When it comes to what Bezos is best known for, being the richest man in the world, money seems to be the easiest part. It’s not easy to put a price on the painting, even if some have tried it. Last year, French technology CEO Stéphane Distinguin suggested it could be sold for at least $ 60 billion, Vice noted. The money could be used to treat pandemic-related losses, he argued. It would be more than 100 times the cost of the highest selling art price in history –Salvator Mundi, also by da Vinci — but with a net worth of $ 200 billion, Bezos could afford it.
The other question, eating it, apparently wouldn’t be so strange in the art world.
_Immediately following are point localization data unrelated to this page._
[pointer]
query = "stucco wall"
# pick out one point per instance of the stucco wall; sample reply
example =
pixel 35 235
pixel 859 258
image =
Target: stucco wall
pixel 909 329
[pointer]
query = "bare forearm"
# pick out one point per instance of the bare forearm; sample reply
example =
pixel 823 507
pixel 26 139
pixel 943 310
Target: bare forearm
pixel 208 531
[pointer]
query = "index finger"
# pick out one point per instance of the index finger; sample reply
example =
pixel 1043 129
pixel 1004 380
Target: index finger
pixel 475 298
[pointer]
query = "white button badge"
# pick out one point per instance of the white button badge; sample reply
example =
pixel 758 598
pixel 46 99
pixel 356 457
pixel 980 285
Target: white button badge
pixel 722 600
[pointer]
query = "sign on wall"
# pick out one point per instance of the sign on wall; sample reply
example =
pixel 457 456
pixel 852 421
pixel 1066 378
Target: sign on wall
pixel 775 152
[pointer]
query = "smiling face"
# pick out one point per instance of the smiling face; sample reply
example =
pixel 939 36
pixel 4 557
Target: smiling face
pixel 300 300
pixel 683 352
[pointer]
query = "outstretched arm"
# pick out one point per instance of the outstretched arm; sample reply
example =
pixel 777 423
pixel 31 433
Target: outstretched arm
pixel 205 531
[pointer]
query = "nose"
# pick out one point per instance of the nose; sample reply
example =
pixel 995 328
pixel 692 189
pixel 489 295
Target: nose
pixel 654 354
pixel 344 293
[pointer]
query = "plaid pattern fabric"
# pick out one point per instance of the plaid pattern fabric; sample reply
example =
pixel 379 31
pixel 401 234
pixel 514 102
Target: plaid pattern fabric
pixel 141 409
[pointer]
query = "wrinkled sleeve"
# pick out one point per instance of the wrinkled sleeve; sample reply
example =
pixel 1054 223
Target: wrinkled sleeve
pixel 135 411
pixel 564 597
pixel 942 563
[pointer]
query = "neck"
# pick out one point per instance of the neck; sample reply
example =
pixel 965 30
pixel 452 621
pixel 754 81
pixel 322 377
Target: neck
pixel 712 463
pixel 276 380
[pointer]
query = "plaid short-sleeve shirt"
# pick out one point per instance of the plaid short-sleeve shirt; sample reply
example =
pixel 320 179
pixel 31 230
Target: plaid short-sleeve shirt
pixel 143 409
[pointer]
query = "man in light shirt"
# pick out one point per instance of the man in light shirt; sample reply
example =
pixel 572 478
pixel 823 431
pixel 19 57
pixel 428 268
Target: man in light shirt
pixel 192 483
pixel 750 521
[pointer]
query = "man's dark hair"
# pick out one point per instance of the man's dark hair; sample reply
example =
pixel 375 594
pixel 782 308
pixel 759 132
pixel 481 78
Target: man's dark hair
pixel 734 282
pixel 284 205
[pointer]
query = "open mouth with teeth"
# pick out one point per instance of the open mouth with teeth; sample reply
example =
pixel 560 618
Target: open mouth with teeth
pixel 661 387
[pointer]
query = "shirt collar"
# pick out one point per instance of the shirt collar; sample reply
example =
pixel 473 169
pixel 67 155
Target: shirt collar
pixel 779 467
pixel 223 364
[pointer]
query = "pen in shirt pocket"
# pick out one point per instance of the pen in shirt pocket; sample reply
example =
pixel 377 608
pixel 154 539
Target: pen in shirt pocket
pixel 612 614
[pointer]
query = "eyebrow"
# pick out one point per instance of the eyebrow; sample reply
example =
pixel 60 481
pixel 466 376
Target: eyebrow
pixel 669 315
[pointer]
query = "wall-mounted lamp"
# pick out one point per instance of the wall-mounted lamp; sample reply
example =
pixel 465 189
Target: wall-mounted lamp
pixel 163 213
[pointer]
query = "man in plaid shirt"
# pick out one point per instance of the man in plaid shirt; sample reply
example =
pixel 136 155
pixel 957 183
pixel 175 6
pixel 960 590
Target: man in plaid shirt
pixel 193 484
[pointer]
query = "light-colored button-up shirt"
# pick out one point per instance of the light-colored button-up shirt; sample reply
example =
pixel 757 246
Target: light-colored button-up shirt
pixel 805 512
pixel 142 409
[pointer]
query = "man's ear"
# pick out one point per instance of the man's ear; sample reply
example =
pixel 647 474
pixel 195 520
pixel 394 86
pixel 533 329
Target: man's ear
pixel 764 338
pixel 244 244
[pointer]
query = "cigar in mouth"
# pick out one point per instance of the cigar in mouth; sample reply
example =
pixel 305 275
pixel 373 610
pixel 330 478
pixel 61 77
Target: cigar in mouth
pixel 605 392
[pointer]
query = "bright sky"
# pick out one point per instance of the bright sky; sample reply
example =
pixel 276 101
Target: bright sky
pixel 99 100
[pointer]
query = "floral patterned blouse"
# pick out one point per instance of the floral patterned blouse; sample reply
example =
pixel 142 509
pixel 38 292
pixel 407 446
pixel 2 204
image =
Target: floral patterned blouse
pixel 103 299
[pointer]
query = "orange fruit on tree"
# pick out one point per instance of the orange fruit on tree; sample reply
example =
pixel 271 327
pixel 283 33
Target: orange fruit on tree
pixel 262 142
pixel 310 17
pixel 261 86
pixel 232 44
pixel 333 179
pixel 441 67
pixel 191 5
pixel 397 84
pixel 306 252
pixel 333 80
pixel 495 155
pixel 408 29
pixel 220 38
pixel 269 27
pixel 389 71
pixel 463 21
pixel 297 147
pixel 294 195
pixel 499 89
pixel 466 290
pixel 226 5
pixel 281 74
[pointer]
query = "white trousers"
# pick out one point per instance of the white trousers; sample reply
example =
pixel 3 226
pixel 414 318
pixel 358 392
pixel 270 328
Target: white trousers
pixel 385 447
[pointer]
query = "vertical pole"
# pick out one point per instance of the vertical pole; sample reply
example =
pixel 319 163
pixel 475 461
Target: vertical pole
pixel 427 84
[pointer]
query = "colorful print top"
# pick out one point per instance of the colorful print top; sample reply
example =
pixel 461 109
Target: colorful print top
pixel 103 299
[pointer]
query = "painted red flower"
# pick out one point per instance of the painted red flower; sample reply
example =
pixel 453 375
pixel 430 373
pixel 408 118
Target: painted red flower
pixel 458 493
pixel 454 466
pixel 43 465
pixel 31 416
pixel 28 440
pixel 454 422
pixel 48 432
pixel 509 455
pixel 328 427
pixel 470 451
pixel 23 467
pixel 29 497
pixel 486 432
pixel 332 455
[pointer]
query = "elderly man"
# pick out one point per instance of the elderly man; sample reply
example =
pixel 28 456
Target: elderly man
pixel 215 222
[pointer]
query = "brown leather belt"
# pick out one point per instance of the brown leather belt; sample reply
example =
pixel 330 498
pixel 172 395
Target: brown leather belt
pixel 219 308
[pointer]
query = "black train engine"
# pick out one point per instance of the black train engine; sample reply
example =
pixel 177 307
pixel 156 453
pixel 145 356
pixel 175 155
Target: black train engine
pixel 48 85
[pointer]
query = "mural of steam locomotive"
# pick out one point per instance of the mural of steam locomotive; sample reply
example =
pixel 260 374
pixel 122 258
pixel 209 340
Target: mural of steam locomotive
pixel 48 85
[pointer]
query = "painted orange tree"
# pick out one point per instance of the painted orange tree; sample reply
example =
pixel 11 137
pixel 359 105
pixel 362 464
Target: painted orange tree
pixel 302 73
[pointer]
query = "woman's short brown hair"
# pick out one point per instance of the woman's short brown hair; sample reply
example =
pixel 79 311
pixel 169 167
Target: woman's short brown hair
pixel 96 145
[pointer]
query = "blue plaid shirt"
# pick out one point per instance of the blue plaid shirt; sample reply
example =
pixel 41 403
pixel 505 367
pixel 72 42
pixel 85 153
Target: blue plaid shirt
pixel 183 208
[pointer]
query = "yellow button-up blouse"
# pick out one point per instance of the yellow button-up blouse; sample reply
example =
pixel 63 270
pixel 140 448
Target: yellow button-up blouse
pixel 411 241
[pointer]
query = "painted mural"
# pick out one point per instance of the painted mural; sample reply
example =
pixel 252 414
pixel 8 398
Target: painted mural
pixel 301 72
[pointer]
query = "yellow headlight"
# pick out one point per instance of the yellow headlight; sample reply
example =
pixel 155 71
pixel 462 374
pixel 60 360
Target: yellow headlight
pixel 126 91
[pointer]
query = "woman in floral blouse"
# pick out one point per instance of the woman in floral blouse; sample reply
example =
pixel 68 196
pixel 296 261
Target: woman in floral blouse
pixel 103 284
Amy Adler, an art law expert and professor at New York University School of Law, told the New York Times that Bezos ’hypothetical idea of understanding and eating the painting would fall back“ into the tradition of destroying art as a way of creating art ”. Other artists have performed this practice in recent decades, said Adler, such as Robert Rauschenberg, who spent a month canceling a drawing of Willem de Kooning in 1953.
The result Canceled Kooning Drawing is part of the permanent collection of the San Francisco Museum of Modern Art.
“The power of Canceled Kooning Drawing derives from the attraction of the invisible and from the enigmatic nature of Rauschenberg’s decision to cancel a de Kooning. Was it an act of homage, provocation, humor, patricide, destruction, or, as Rauschenberg once suggested, celebration? “writes the museum.”Canceled Kooning Drawing eludes easy answers, his mysterious beginnings leaving him open to a range of present and future interpretations ”.
Although money and perception would not be an issue, it seems that the biggest challenge comes from actually ingesting the Mona Lisa. Da Vinci painted it on a fine-grained tree board and covered it with a thick blanket of lead-white lead, Vice explains. You know, lead, the same substance you can kill you. The artist also used pigments in his palettes made of silica, iron oxide, tin oxide and bone powder, among others.
However, judging by the reaction of the Louvre, it seems that there is little probability that Bezos would have the possibility to buy the Mona Lisa, much less eat it.
“We have seen the petition but the Musée du Louvre will not comment,” said Sophie Grange, the museum’s deputy director of communications at a statement.